L’auteur déplore également le fait que ce texte garde le silence sur certaines questions dont la prise en compte contribuerait à renforcer sa crédibilité. Il s’agit notamment de la question des transferts de technologie militaire et de l’évolution technologique des huit catégories d’armes qu’il couvre, celle des armements modernes, ainsi que l’épineuse question du transfert d’armes aux groupes armés non étatiques. À cette lacune s’ajoute la réglementation partielle des munitions et des pièces détachées qui, en raison des multiples conséquences néfastes qu’entraîne leur dissémination incontrôlée, auraient dû faire l’objet d’un contrôle plus général par le Traité. Enfin, l’auteur reproche au texte l’absence d’un mécanisme de suivi de la mise en oeuvre autorisant des investigations efficaces en cas d’allégations de violation du Traité, ainsi que des sanctions pour les contrevenants.
Toutefois, et en dépit de ses faiblesses, le tca, nous rappelle l’auteur, renforce la responsabilisation des États en matière de transfert d’armes et constitue de ce fait une contribution déterminante à l’architecture sécuritaire du 21e siècle. Une interprétation de bonne foi de cet instrument, à la lumière des principes de droit international qui constituent son socle philosophique, favorisera une application objective des règles qu’il institue et permettra tant bien que mal de juguler les transactions illicites et irresponsables d’armes classiques. Il faudra par ailleurs compter sur l’activisme des ocs qui joueront un rôle primordial en matière de surveillance de la mise en oeuvre du Traité. En outre, il est permis d’espérer que le Traité fera, au fil du temps, l’objet d’un renforcement et d’une mise à jour par le biais de la procédure de l’amendement. Ceci dit, pour que le Traité exerce son influence tant espérée sur le commerce des armes, il est impératif que tous les États y adhèrent, et notamment ceux qui occupent une place importante sur le marché mondial du commerce des armes et qui, pour l’instant, renâclent à se soumettre à de telles dispositions.

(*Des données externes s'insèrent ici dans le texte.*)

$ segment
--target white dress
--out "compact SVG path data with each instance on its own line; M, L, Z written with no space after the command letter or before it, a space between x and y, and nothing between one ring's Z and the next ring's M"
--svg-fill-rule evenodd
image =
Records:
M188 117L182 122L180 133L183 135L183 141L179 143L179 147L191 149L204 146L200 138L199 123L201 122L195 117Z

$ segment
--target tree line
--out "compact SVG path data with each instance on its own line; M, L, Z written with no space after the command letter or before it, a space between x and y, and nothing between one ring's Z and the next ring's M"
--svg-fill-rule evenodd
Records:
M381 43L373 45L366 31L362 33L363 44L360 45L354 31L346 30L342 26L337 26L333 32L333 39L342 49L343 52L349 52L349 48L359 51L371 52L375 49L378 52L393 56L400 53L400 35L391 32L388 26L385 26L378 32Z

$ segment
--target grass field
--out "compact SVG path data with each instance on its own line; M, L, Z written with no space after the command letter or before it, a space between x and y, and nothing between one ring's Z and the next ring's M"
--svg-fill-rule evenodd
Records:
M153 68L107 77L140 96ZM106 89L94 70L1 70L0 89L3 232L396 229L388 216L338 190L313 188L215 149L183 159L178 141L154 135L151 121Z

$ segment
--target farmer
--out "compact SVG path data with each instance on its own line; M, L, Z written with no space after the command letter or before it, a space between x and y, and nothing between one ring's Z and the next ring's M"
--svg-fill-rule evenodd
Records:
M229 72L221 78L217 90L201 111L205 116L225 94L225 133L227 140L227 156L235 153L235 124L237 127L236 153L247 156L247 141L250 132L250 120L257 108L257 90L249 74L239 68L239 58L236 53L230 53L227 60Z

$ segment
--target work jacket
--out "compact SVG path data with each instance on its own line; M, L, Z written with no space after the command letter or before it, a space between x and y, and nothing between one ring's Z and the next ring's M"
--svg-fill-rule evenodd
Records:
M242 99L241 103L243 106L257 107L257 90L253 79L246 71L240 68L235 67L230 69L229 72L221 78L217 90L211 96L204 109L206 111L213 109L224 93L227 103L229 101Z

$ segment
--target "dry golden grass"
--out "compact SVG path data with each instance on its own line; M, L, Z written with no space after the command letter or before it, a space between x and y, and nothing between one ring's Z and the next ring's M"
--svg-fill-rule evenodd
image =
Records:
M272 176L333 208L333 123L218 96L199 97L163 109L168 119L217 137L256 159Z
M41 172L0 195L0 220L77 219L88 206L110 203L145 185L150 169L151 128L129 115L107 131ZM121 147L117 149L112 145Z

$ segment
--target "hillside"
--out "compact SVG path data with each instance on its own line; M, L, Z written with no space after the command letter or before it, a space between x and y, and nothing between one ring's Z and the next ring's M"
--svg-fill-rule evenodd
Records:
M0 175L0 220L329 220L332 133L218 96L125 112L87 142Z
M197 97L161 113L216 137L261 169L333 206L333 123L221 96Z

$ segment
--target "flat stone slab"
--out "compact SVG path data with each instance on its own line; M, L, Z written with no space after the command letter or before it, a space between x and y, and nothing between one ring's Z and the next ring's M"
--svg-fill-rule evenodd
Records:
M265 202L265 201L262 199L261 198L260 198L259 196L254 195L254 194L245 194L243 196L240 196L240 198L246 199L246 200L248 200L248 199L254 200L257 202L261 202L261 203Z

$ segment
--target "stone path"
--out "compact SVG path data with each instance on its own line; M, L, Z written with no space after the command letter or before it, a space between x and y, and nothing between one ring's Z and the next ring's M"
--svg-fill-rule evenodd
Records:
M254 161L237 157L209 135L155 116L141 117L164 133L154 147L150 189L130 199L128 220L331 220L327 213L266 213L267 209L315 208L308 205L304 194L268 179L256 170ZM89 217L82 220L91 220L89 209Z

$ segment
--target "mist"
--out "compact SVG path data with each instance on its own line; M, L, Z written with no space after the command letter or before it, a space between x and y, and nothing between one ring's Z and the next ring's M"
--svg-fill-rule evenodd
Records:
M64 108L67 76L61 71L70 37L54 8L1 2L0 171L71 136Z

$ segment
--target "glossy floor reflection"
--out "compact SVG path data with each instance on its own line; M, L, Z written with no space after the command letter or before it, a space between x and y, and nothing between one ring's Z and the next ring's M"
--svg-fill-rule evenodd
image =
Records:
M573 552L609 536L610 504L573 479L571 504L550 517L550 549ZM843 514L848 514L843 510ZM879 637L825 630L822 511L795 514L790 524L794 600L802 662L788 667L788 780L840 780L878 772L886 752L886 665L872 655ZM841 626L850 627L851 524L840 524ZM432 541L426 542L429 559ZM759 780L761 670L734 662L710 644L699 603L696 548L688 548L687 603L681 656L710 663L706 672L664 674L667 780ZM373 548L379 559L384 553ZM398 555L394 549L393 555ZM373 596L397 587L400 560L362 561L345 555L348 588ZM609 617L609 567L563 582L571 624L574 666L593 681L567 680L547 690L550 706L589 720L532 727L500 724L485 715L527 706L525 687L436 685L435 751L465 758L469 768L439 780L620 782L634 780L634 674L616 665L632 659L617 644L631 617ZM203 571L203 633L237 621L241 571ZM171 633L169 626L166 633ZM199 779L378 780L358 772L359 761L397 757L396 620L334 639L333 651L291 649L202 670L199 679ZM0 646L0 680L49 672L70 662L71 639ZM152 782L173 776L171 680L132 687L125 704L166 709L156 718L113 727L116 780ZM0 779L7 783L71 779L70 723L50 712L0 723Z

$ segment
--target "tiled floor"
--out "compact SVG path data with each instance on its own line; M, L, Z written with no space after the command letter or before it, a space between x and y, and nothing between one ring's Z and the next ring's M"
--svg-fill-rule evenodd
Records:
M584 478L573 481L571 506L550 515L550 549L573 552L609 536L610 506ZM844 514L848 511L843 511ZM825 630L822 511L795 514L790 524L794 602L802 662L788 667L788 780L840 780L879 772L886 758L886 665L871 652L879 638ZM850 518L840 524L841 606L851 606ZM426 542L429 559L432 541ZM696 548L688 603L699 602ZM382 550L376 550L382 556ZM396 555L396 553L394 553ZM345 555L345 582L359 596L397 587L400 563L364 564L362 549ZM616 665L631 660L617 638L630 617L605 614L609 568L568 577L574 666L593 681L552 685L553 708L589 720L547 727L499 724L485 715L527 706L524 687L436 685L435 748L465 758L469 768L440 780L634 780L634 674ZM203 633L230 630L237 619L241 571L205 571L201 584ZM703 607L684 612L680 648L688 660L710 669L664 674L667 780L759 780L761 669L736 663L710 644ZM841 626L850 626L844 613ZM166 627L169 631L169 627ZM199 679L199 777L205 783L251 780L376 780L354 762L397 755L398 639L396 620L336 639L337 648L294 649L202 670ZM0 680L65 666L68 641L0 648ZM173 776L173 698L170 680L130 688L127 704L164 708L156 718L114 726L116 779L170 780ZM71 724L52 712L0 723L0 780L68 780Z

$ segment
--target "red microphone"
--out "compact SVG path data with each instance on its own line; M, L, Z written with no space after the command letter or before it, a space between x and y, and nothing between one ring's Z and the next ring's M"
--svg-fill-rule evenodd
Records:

En somme, l’ouvrage de Loïc Simonet, Le Traité sur le commerce des armes, est une oeuvre originale et réussie. L’analyse thématique à laquelle se livre l’auteur permet, ainsi qu’il le relève lui-même, de pallier le caractère quelque peu « décousu » du tca (p. 13) et d’aboutir à une analyse structurée et détaillée de ce texte. Plus encore, l’ouverture de l’analyse à des disciplines connexes telles que les Relations internationales enrichit grandement la discussion et permet au lecteur de mieux cerner les défis et les enjeux actuels liés au contrôle des transferts d’armes. Fort bien documenté et rédigé dans un langage accessible, l’ouvrage intéressera les praticiens et chercheurs en droit international et en Relations internationales ayant un intérêt pour les problématiques liées au commerce des armes, puisqu’il met l’accent sur les normes internationales régissant cette activité. On peut cependant regretter que des développements plus conséquents n’aient pas été consacrés à la coopération et à l’assistance internationales qui, comme le relève pourtant à juste titre l’auteur, joueront un rôle déterminant dans la mise en oeuvre du Traité.